Le glacier Témpanos, nouveau terrain de jeu pour les spéléologues et les scientifiques de Centre Terre, a été l'objet de toutes nos attentions durant 7 jours. C'est peu pour prétendre avoir tout compris de son fonctionnement ni avoir exploré toutes les pertes (les « moulins ») des rivières d’eau de fonte qui coulent à sa surface (les « bédières »), ni toutes les grottes sous-glaciaires. Mais c'est suffisant pour affirmer que Centre Terre devrait revenir continuer ces recherches passionnantes sur le Gran Hielo Patagonico…
Cette semaine se conclut en beauté, avec la découverte d'un gros réseau souterrain sur le front même du glacier.
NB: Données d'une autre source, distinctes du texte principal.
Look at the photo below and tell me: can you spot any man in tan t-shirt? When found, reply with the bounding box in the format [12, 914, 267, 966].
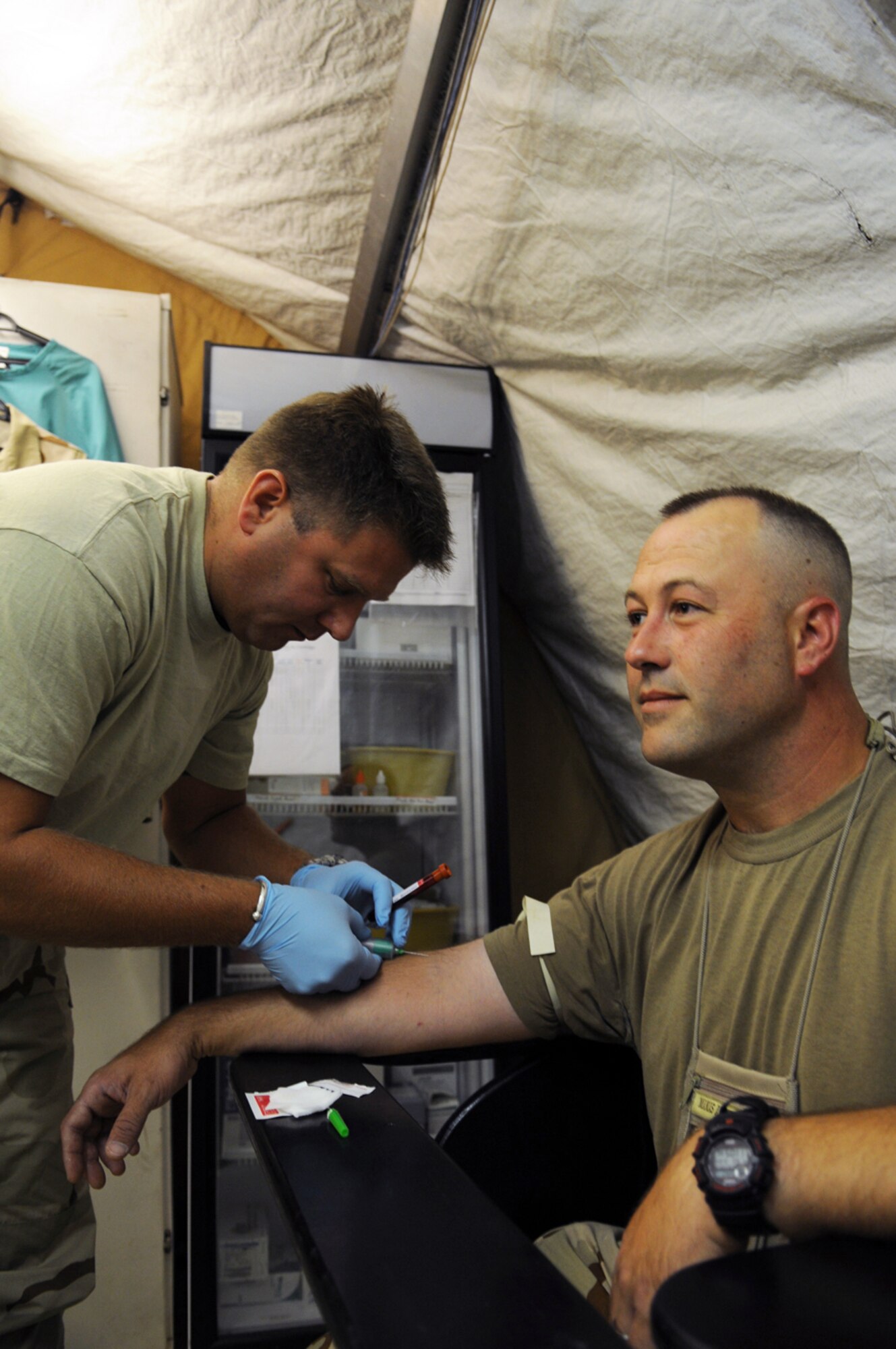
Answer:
[0, 389, 451, 1349]
[63, 488, 896, 1346]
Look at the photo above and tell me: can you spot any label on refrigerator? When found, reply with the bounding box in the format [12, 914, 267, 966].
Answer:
[249, 633, 341, 777]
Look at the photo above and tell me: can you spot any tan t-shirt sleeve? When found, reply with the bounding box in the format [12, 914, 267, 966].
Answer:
[0, 532, 131, 797]
[186, 652, 274, 792]
[486, 859, 632, 1044]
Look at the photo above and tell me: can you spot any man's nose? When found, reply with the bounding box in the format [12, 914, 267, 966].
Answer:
[318, 595, 365, 642]
[625, 616, 669, 670]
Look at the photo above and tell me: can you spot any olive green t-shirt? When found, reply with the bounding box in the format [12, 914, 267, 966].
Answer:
[486, 749, 896, 1164]
[0, 461, 272, 846]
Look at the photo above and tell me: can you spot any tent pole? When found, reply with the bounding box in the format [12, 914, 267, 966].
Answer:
[338, 0, 471, 356]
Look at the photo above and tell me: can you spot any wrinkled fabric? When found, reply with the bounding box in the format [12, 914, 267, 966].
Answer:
[0, 0, 896, 836]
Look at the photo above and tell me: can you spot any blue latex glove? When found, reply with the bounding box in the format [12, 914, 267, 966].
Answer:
[240, 876, 382, 993]
[290, 862, 410, 946]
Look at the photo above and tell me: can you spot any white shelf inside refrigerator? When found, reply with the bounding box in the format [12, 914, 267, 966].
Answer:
[247, 792, 458, 815]
[338, 650, 455, 673]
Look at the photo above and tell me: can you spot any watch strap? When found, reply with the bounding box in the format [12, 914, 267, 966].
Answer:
[694, 1095, 780, 1237]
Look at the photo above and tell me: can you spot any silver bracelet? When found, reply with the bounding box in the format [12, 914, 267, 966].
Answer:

L'aide et le soutien logistique de la Conaf, gestionnaire du Parc National Bernardo O'Higgins, ont permis la réussite de cette reconnaissance grandeur nature. L'utilisation de la maison du Parc, idéalement située en face du front du glacier, la présence d'Aliro Vargas, l’un des gardes du parc et sa connaissance du terrain, sa gentillesse et son efficacité, de même que l'utilisation de son canot rigide, ont joué un rôle décisif dans la réussite.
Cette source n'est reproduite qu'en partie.